Creating a good video game collection, another college librarian said, comes with some special challenges, and those multiply when it comes to bringing in older equipment.

“Unless you’re putting together some kind of archive, or what is now a rare book or manuscript type library, having an NES cartridge seems kind of silly,” said Barry Bailey, who works with digital collections at Johnson County Community College’s library in Kansas.

Since new video game consoles come out every several years, he said, finding space and creating systems to support older games and consoles is more than what some libraries can handle, cost- and space-wise.

The most similar and recent analogy he offered was the Blu-Ray versus HD DVD battle. People bought HD DVD players and movies only to see them fall out of favor. Similarly for HD DVDs, there isn’t a consumer or technical infrastructure out there anymore for some games and systems.

“The idea of compatibility and longevity on the shelf,” he said, pausing, “it’s just really hard to think about.”

Other librarians agree.

“All of these collections will differ depending on the institution,” said Raiford Guins, a digital cultural studies professor at the State University of New York at Stony Brook and curator of the video games collection there.

Guins offers classes studying video games, and has students use old Atari and Nintendo systems for their study.
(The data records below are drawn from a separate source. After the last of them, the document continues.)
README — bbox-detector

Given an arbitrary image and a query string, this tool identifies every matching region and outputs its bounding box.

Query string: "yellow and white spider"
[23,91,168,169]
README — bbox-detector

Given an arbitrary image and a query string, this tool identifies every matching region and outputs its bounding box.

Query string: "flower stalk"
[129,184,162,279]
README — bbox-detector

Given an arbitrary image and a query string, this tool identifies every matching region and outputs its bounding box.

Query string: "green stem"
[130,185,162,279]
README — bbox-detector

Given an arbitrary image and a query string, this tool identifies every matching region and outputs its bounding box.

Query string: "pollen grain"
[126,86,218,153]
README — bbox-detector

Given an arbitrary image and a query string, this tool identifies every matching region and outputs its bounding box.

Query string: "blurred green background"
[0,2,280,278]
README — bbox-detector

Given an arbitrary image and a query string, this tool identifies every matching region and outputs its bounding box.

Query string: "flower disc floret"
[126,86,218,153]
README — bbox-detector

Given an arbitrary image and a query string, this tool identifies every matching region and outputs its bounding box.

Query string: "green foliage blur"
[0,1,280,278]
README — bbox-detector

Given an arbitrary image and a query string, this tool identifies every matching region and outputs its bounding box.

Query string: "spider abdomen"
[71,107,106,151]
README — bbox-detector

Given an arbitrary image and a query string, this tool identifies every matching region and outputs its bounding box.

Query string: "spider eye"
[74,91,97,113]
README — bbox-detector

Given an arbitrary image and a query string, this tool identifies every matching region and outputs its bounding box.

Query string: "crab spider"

“I feel it’s important that students actually experience the hardware and software,” he said, “I want them to get their hands dirty with the history.”

Stony Brook, whose library’s video game collection will open in the fall. Stony Brook, Stanford and the University of Illinois are all trying to archive old video games.

Stony Brook’s collection will include more than 3,000 video game artifacts, from old cartridges to game manuals to consoles.

One would expect a library to stock Austen or Melville, but what should a good video game collection have?

“That’s a good question,” DePaul’s Hess said, adding that he could see some games standing out for design or sound.

Guins said his library tried to find a hierarchy to organize what they wanted.

“We do try to establish a particular canon,” Guins said. “We want to look at certain key titles.”

And what of those who might question the value of having video games in a library?

“My generic answer is the reason I don’t kick people off Facebook,” Bailey, from Johnson County, said. “I can’t place the value on one person’s information consumption over another’s, and it’s the same way with media.”

“Whatever information they’re getting is hopefully valuable to them in some way,” he said.

Guins said he believed the resistance that comes with bringing video games into libraries comes from a vocal minority.

“It’s just upsetting,” he said. “Video games are our cultural heritage.”

By his reckoning, the prime medium by which people interact with technology, beyond social media, is games.

“These are the things that are being studied and taken very seriously today,” he said.

Bailey, returning to the specific, said his school offers programs in game design, so the material is relevant to what’s taught at the school. Bailey added, however, there are some less explicit advantages to having some games available for checkout.

“It’s not a bad thing to have fun at the library,” he said.